On busy (another session has the mic):

{
  "content": [{ "type": "text", "text": "[converse] Line is busy — voice session owned by mcp-12345 (PID 12345) since 2026-02-21T10:00:00Z. Fall back to text input, or wait for the other session to finish." }],
  "isError": true
}

Errors

Error Cause Fix
Line busy Another session has the mic Wait or fall back to text
sox not installed rec command not found brew install sox
Mic permission denied Terminal not authorized macOS: System Settings > Privacy > Microphone
No STT backend Neither whisper.cpp nor Wispr available Install whisper-cpp or set QA_VOICE_WISPR_KEY

Behavior

Full Flow

  1. Session booking — auto-books if not already booked (lockfile check)
  2. Clear state — removes leftover input/stop signals
  3. Speak question — edge-tts synthesizes and plays the question
  4. Record mic — sox starts recording 16kHz 16-bit mono PCM
  5. Wait for stop — user touches /tmp/voicelayer-stop (primary) or silence detected (fallback)
  6. Transcribe — whisper.cpp or Wispr Flow converts audio to text
  7. Return — transcribed text returned to the agent

Stop Methods (in priority order)

  1. User stop signal (PRIMARY): touch /tmp/voicelayer-stop
  2. Silence detection (FALLBACK): 5 seconds of silence after speech is detected
  3. Timeout (SAFETY NET): timeout_seconds parameter (default 300s)
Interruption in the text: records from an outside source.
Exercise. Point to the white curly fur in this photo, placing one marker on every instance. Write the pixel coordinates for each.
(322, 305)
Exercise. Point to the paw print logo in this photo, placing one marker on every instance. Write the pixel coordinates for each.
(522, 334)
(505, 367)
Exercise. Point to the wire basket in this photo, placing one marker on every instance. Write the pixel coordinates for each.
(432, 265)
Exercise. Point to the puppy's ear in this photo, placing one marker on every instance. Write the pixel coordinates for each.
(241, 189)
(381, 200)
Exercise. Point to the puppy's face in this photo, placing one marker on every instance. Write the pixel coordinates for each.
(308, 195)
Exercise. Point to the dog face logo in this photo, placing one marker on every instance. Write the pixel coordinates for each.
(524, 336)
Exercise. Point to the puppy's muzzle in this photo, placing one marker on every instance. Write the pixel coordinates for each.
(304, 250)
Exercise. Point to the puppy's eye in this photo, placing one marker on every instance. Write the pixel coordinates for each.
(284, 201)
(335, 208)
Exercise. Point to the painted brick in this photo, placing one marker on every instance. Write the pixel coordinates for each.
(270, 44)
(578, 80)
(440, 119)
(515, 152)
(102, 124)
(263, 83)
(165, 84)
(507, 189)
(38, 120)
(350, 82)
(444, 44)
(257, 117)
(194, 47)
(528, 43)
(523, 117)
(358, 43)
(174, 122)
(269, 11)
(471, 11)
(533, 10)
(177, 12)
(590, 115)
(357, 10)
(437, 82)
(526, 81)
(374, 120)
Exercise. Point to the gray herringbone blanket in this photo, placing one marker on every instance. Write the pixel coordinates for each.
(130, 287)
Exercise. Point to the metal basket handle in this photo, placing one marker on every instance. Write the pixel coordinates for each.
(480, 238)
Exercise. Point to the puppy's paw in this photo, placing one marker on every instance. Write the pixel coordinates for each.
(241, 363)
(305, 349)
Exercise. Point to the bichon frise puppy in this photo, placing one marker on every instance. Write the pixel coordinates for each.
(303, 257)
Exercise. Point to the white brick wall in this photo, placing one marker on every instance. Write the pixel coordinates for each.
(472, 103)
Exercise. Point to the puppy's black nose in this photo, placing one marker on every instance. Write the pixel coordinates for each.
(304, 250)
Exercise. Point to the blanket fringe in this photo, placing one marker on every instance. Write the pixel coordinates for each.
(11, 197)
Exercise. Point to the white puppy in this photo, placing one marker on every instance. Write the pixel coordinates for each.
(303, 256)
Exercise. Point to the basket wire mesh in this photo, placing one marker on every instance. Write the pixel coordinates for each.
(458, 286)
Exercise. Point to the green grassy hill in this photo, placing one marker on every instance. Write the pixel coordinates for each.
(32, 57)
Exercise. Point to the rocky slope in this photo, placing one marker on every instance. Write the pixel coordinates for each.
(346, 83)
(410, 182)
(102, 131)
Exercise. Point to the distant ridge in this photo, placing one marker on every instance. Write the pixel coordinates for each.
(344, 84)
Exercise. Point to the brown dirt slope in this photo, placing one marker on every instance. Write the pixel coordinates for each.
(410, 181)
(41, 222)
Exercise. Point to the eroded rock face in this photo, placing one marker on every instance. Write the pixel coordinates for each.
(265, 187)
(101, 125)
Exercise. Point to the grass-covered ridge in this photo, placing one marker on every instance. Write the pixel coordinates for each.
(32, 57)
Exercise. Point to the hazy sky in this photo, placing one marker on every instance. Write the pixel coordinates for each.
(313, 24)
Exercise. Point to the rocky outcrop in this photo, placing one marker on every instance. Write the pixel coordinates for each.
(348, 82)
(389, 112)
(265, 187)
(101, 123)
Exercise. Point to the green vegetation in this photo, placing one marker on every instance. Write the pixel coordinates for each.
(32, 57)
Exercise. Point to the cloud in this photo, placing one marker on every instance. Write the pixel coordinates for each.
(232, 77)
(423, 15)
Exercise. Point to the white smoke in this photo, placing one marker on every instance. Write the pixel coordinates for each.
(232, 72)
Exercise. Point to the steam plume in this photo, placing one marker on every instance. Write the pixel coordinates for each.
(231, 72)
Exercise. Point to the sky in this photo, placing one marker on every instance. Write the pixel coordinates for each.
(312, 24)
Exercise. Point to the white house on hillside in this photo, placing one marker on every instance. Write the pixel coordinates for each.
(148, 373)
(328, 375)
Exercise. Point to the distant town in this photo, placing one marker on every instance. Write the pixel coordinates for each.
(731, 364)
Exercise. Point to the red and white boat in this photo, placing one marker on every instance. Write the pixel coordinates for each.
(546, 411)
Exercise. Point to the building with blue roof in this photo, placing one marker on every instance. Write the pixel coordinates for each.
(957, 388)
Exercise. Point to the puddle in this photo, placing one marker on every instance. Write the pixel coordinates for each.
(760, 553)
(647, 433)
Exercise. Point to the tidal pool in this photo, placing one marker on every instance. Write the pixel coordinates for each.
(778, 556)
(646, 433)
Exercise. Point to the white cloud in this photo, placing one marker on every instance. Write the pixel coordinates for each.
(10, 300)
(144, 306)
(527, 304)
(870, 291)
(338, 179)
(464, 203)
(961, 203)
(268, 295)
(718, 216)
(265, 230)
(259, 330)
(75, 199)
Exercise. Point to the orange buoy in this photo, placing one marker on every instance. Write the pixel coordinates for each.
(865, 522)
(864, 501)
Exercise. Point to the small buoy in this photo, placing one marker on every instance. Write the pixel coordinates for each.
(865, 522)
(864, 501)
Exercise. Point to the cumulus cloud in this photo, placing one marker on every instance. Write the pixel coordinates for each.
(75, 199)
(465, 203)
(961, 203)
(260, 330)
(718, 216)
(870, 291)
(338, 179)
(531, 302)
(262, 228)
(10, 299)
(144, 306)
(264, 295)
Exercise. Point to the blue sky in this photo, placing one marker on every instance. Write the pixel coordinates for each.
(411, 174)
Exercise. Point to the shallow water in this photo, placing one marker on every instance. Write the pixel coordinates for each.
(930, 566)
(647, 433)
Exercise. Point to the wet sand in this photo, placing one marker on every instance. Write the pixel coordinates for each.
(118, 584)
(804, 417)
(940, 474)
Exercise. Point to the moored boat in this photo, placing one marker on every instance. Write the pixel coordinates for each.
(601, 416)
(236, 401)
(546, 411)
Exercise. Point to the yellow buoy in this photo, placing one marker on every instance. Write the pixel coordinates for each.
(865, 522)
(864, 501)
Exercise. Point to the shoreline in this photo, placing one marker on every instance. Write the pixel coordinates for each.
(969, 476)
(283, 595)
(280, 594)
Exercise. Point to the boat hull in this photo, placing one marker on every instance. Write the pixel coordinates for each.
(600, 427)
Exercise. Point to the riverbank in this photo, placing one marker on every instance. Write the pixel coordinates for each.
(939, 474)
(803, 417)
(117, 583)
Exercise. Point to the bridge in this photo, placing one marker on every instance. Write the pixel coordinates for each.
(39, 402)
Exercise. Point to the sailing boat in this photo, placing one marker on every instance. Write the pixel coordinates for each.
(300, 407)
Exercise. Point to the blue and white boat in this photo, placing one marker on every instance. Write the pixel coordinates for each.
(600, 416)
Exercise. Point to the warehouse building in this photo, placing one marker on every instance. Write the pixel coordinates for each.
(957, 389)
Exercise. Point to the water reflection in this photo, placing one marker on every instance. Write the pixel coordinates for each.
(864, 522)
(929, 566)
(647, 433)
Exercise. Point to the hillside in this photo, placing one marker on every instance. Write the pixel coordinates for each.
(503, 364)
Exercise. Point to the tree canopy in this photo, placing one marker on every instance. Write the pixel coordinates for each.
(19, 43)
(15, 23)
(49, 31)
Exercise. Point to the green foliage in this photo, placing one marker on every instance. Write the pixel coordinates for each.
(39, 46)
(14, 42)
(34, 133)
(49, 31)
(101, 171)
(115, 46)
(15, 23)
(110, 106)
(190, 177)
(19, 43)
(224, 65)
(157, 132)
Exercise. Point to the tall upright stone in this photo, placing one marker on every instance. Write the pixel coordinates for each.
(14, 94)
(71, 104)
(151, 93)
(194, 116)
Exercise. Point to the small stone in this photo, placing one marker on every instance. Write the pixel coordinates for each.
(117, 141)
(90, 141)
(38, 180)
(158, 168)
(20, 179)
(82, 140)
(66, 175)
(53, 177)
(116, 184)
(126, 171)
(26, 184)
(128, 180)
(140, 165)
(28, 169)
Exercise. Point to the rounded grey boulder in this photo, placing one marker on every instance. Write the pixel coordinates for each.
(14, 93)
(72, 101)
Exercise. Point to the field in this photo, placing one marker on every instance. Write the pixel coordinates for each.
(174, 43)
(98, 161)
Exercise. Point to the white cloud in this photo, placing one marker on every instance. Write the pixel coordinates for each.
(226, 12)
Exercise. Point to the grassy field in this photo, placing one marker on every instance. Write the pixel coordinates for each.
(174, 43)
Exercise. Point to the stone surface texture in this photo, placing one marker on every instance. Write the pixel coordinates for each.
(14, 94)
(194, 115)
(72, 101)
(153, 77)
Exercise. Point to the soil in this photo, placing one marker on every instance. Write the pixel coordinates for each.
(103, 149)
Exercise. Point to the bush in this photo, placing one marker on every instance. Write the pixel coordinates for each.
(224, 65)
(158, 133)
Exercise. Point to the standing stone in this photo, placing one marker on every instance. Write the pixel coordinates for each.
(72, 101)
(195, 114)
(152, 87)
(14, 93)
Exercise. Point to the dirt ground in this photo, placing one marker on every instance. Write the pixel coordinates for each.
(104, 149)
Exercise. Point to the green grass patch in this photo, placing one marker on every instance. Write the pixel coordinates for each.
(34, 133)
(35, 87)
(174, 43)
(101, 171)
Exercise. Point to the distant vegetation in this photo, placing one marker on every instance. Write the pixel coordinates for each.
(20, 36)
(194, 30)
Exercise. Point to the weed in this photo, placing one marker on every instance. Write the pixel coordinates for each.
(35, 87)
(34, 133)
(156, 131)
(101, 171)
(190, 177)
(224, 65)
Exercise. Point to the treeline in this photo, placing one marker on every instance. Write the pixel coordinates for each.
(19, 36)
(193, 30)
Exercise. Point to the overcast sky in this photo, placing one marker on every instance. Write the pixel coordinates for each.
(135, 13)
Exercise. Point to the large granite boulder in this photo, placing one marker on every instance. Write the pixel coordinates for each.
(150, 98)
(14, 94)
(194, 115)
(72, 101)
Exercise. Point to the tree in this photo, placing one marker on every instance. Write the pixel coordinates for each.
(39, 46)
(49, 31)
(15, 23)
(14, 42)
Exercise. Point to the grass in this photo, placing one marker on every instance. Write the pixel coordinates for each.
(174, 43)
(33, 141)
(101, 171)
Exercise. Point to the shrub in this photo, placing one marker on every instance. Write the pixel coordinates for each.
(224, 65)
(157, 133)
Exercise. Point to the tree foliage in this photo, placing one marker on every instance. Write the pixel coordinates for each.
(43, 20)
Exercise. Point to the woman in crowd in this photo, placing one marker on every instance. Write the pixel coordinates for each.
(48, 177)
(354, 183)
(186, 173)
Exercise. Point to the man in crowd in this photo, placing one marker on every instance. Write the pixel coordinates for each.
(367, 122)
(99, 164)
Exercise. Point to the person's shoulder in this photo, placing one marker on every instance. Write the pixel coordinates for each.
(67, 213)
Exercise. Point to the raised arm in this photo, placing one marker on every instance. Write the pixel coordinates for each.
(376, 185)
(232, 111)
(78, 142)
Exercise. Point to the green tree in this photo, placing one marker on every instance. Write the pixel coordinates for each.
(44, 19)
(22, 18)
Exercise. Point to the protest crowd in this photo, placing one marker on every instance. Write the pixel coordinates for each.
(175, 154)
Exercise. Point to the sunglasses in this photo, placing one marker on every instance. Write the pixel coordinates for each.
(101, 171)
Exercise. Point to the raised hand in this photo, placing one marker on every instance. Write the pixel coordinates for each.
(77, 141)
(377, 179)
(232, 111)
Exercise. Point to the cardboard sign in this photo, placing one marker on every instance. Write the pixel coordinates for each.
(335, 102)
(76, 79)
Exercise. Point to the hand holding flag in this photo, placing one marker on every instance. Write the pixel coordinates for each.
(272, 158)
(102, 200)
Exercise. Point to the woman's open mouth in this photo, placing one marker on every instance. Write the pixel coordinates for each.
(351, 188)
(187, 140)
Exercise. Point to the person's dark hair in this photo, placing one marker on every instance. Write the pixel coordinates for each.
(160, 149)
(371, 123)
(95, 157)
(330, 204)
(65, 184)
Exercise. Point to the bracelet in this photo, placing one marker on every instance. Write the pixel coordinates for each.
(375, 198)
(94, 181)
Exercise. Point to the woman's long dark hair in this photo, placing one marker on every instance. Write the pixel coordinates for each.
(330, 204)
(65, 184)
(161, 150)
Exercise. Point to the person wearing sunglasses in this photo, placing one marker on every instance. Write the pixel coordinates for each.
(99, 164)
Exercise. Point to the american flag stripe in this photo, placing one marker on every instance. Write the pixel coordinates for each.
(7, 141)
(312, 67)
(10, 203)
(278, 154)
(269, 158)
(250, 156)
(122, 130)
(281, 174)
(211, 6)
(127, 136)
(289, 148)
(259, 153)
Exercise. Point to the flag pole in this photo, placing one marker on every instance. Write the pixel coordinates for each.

Why user-controlled stop is primary

Silence detection can misfire — background noise, thinking pauses, or mic sensitivity issues cause premature cutoff. The touch-file approach gives the user explicit control over when they're done speaking.

Session Booking

Converse mode requires exclusive mic access. The first converse call auto-books a session:

  • Lockfile: /tmp/voicelayer-session.lock
  • Contains: PID, session ID, start timestamp
  • Stale lock cleanup: dead PIDs are auto-detected and removed
  • Race condition safe: uses atomic exclusive file creation (wx flag)

Other Claude Code sessions that try to use converse see "line busy" and should fall back to text input.

The lock is released when the MCP server process exits (SIGTERM/SIGINT/exit handlers).

Recording Details

Setting Value
Sample rate 16,000 Hz
Channels 1 (mono)
Bit depth 16-bit signed
Format Raw PCM -> WAV
Silence threshold RMS 500 (configurable)
Silence duration 5 seconds (converse-specific)

Audio is recorded as raw PCM via sox, wrapped in a WAV header, then passed to the STT backend.

Speech Rate

Default: +0% (natural conversational pace).

No auto-slowdown applied — converse questions are typically short.